All of the criteria for the award of the environmental label to the individual product groups are published on the Blue Angel website in a transparent way. The website also includes information on the certified products, the suppliers offering them for sale and other background information such as scientific studies and consumer information brochures. The independent certification body – RAL gGmbH – ensures that the certified products and services comply with the relevant criteria.

The Blue Angel is not a seal of quality for the entire product, but rather only for those characteristics of a product that has a clear impact on environmental and health protection. Nevertheless, the Blue Angel serves its function as a guide for consumers because it has quickly become a generally accepted standard on the market for environmental protection in many sectors.

Environmental characteristics that are not stated in the basic award criteria are not tested.

It is also possible that there are products available on the market that meet the criteria but are not labelled with the Blue Angel because it is only awarded by application.

The label only compares products with the same intended use (e.g. paper products made out of recycled fibres and virgin fibres, mechanical and chemical drain cleaners, etc.).

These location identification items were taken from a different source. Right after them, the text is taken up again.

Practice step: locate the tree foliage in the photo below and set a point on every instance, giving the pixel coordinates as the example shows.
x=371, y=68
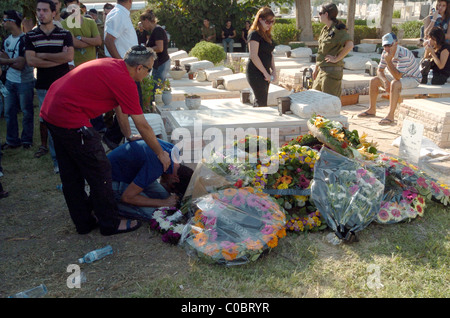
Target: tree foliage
x=184, y=18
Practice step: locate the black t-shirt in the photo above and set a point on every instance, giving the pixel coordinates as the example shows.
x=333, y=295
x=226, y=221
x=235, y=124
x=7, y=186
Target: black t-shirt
x=264, y=52
x=36, y=40
x=158, y=34
x=142, y=36
x=228, y=32
x=446, y=69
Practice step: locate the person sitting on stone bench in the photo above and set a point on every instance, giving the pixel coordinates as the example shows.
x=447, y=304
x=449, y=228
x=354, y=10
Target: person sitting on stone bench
x=436, y=58
x=403, y=72
x=135, y=170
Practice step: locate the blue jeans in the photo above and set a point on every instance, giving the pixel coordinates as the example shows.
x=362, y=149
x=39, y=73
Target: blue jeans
x=161, y=72
x=19, y=95
x=228, y=42
x=51, y=146
x=154, y=191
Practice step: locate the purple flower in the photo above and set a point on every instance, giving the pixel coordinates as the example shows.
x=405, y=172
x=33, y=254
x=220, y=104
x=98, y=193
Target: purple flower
x=354, y=189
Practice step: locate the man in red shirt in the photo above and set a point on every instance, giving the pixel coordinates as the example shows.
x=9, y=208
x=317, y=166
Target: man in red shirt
x=93, y=88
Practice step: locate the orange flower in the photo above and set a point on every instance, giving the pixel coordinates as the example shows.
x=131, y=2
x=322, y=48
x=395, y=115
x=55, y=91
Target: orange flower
x=200, y=239
x=230, y=192
x=281, y=233
x=254, y=245
x=271, y=240
x=286, y=179
x=230, y=253
x=211, y=249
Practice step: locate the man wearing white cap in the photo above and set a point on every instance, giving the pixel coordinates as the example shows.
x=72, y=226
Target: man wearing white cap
x=403, y=72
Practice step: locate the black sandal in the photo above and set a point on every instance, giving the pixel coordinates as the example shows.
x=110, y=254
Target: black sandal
x=128, y=229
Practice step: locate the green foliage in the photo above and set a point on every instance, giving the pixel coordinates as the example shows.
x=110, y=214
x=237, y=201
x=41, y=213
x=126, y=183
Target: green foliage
x=411, y=28
x=285, y=33
x=364, y=32
x=184, y=18
x=208, y=51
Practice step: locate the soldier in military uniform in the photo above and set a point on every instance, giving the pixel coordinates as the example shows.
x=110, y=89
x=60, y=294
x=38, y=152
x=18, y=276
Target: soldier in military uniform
x=334, y=45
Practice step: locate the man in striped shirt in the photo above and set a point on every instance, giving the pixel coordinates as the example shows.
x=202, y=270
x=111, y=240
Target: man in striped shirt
x=49, y=49
x=398, y=69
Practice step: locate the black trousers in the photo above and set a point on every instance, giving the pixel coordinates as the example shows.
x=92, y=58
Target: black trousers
x=83, y=158
x=260, y=88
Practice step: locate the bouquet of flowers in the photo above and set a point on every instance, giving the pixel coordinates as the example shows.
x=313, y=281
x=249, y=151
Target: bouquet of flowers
x=234, y=226
x=400, y=172
x=170, y=222
x=338, y=138
x=347, y=193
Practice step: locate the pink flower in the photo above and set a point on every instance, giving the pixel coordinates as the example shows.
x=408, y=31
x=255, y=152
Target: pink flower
x=422, y=182
x=383, y=215
x=408, y=171
x=267, y=230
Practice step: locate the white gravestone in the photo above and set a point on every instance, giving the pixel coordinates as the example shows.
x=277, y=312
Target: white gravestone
x=214, y=73
x=305, y=104
x=200, y=65
x=178, y=55
x=275, y=91
x=235, y=82
x=301, y=52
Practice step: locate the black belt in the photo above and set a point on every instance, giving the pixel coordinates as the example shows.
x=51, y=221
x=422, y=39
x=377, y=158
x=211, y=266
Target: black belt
x=331, y=68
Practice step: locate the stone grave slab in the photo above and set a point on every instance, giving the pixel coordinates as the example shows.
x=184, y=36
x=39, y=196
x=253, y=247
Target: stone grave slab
x=200, y=65
x=305, y=104
x=206, y=92
x=178, y=55
x=275, y=91
x=433, y=113
x=235, y=82
x=214, y=73
x=188, y=60
x=248, y=120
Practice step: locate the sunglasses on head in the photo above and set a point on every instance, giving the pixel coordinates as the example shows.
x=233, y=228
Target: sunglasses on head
x=148, y=68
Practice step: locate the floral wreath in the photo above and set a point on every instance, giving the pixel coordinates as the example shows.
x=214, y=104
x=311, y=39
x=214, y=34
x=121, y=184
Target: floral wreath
x=400, y=171
x=345, y=142
x=216, y=234
x=409, y=206
x=169, y=221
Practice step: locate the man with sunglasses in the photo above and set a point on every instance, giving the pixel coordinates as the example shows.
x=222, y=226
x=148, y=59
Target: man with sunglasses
x=93, y=88
x=403, y=72
x=19, y=84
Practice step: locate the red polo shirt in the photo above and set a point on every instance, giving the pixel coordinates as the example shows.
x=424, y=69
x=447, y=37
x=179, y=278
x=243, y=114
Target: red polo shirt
x=89, y=90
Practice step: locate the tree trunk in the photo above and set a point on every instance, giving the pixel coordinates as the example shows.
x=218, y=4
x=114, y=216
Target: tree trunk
x=387, y=9
x=303, y=19
x=351, y=11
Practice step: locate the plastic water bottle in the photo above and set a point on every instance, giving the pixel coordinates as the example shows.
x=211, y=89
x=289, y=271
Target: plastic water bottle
x=96, y=255
x=35, y=292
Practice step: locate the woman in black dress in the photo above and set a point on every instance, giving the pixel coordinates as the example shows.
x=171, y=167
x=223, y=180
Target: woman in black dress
x=261, y=66
x=436, y=57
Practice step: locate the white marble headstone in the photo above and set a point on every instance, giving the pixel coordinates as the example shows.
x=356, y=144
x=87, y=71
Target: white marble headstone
x=178, y=55
x=301, y=52
x=235, y=82
x=201, y=65
x=216, y=72
x=305, y=104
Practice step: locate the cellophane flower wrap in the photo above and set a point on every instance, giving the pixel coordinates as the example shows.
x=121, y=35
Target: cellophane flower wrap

In contrast, a comparison of bicycles with motor vehicles would be like "comparing apples with oranges" because they are two completely different products that cannot be directly compared due to their different characteristics and performance specifications.

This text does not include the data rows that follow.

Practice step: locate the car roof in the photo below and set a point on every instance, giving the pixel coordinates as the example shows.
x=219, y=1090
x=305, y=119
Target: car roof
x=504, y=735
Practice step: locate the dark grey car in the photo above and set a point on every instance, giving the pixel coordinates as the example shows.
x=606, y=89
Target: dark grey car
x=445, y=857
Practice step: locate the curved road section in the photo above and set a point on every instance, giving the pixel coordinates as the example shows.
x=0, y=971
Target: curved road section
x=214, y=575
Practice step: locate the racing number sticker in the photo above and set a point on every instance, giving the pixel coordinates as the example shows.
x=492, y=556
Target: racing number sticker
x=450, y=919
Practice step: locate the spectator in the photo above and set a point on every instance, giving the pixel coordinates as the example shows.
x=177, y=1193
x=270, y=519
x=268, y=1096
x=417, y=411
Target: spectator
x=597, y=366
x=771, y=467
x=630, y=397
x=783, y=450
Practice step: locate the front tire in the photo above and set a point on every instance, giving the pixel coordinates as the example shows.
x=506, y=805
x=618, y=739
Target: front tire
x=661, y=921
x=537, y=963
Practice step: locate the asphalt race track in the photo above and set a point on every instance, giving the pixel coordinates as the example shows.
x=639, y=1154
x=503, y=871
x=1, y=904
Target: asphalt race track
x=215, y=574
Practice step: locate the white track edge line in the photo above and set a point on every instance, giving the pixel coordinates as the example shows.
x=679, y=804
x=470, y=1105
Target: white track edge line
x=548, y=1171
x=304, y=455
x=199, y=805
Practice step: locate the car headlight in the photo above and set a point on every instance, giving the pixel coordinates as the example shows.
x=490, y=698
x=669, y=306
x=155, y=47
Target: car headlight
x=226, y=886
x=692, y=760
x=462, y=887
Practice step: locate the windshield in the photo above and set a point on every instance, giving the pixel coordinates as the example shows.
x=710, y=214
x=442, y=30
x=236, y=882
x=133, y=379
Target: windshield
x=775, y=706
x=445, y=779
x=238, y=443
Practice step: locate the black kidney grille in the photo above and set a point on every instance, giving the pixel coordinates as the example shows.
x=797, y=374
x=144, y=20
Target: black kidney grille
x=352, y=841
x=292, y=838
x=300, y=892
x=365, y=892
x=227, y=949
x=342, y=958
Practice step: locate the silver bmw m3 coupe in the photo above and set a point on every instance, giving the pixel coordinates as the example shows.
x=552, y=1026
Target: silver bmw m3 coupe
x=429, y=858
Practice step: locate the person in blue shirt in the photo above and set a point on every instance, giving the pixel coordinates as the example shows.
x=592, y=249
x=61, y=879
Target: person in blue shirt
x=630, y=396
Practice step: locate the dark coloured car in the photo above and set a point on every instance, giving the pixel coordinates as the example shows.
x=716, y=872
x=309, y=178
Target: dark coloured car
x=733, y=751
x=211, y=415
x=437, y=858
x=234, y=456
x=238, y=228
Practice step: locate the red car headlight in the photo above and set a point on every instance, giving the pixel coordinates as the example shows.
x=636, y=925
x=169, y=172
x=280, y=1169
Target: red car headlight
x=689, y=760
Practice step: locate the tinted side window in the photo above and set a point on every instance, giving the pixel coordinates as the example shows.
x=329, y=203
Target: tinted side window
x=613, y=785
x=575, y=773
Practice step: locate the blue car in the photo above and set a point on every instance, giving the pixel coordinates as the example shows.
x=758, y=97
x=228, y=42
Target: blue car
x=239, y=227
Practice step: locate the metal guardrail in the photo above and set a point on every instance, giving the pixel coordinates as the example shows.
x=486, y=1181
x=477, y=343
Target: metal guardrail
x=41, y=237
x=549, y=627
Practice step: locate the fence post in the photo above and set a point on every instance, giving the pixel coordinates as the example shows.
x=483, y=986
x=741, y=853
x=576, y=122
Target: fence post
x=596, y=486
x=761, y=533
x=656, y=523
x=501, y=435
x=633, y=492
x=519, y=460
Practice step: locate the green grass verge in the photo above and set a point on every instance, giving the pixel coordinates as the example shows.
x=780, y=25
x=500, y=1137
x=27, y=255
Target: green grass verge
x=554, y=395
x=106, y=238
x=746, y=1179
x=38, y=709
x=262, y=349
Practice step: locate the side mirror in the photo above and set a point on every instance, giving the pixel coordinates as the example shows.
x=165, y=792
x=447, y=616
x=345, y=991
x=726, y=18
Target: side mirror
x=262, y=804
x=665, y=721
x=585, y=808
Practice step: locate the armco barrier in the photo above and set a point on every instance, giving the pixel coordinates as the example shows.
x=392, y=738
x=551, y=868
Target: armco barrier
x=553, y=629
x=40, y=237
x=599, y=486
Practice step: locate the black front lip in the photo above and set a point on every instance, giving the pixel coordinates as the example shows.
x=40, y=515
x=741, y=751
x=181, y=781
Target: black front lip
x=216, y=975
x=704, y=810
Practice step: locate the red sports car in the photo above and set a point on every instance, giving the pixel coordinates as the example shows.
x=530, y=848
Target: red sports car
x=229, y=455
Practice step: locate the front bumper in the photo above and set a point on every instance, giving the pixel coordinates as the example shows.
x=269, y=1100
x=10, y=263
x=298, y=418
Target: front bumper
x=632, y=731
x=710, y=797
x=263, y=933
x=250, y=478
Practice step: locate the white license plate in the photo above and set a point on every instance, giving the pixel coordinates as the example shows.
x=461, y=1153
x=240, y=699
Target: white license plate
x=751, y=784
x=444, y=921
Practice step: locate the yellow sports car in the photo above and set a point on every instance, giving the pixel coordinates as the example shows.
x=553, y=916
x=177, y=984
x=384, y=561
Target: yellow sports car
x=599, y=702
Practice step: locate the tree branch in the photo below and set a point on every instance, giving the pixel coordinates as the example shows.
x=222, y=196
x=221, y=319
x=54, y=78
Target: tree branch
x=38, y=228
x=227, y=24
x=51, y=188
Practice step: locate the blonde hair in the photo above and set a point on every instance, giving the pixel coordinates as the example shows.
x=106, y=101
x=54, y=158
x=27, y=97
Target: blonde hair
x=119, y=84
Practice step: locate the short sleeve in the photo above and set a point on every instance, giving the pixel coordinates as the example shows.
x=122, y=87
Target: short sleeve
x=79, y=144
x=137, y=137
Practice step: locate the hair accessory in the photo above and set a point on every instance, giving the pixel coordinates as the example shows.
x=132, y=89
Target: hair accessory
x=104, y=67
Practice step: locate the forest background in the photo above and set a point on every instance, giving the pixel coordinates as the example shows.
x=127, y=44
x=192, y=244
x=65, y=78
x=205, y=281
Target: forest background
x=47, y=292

The Blue Angel does not state which product amongst two certified products is the most environmentally friendly.

In general, the products must avoid the use of terms such as "Bio", "Eco" or "Natural" in the product names if these products are also labelled with the Blue Angel. According to the criteria for the award of the Blue Angel, these advertising claims could be easily misleading to consumers, especially in the case of chemical products. This also applies to claims that play down the risks such as "non-toxic" or "non-harmful to health".